No knowledge of the type of list makes it into the runtime classes, but some of the instanceofs may be dropped by the compiler as being safe.

Since the compiler does not write the generic types into the compiled class files, and so the above list.getClass() == ArrayList.class, there can be no template specializations as in C++. List<Boolean> cannot be packed into a sequence of bits. All generic types are types, unlike templates in C++ like:

template<int length, int time, int mass>
class measurement {...}

which can be used for dimensional analysis, and to keep people from adding lengths to areas.

Answer 4

According to MSDN the key differences between C# generics and C++ templates are:

• C# generics do not provide the same amount of flexibility as C++ templates. For example, it is not possible to call arithmetic operators in a C# generic class, although it is possible to call user defined operators.
• C# does not allow non-type template parameters, such as template C {}.
• C# does not support explicit specialization; that is, a custom implementation of a template for a specific type.
• C# does not support partial specialization: a custom implementation for a subset of the type arguments.
• C# does not allow the type parameter to be used as the base class for the generic type.
• C# does not allow type parameters to have default types.
• In C#, a generic type parameter cannot itself be a generic, although constructed types can be used as generics.

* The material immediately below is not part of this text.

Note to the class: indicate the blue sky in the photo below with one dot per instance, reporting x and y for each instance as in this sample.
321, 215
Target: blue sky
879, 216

C++ does allow template parameters.

Yet there are cases where you can work around some of these issues by using extension methods.

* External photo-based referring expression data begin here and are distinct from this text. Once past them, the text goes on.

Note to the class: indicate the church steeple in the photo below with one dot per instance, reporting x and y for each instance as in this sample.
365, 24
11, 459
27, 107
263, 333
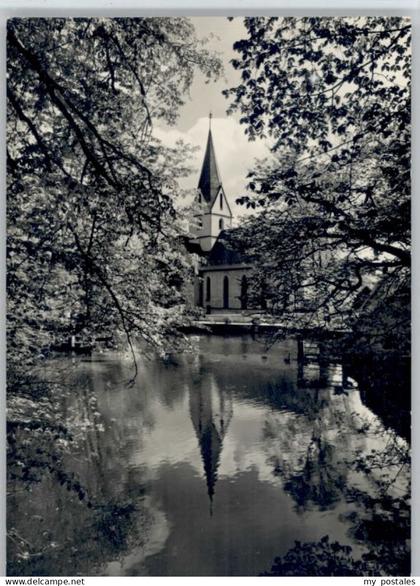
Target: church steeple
210, 181
215, 215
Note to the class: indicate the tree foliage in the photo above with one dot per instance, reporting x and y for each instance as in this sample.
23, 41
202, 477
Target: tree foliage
93, 235
333, 95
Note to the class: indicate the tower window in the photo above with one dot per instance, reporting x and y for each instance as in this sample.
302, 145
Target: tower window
208, 289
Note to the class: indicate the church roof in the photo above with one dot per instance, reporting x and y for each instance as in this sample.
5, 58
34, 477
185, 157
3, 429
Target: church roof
209, 179
229, 249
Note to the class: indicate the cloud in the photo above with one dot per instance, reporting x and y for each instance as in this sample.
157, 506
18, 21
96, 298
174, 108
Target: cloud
234, 152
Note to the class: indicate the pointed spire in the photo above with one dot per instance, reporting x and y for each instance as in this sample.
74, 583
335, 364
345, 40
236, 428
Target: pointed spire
210, 178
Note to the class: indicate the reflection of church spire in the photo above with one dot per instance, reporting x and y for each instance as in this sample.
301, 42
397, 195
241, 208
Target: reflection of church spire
211, 412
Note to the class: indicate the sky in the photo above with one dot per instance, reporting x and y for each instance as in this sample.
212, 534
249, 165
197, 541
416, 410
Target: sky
234, 153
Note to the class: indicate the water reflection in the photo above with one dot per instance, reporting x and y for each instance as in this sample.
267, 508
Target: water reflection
212, 464
211, 410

Possible with C++ generics, neither with C# generics nor Java generics: true template metaprogramming (turing complete at compile time).

#include <iostream>
template<unsigned U>
struct Fac{ enum { value = U * Fac<U-1>::value};};
template<>
struct Fac<0>{ enum { value = 1};};
template<unsigned U>
struct Fib{ enum {value = (Fib<U-1>::value + Fib<U-2>::value)};};
template<>
struct Fib<0>{ enum {value = 0};};
template<>
struct Fib<1>{ enum {value = 1};};
template<unsigned U>
void show(){
    show<U-1>();
    std::cout << "Fib(" << U << ")=" << Fib<U>::value << "\t" << "Fac(" << U << ")=" << Fac<U>::value << std::endl;
}
template<>
void show<0>(){}

int main(int argc, char** argv){
    show<12>();
}

http://ideone.com/Gdf3W

Edit

The C++ standard hadn't had constraints on type parameters while C# and Java have. Boost has something like that (Boost Concept Check Library). But since C++11 you now can use <type_traits> to get something similar.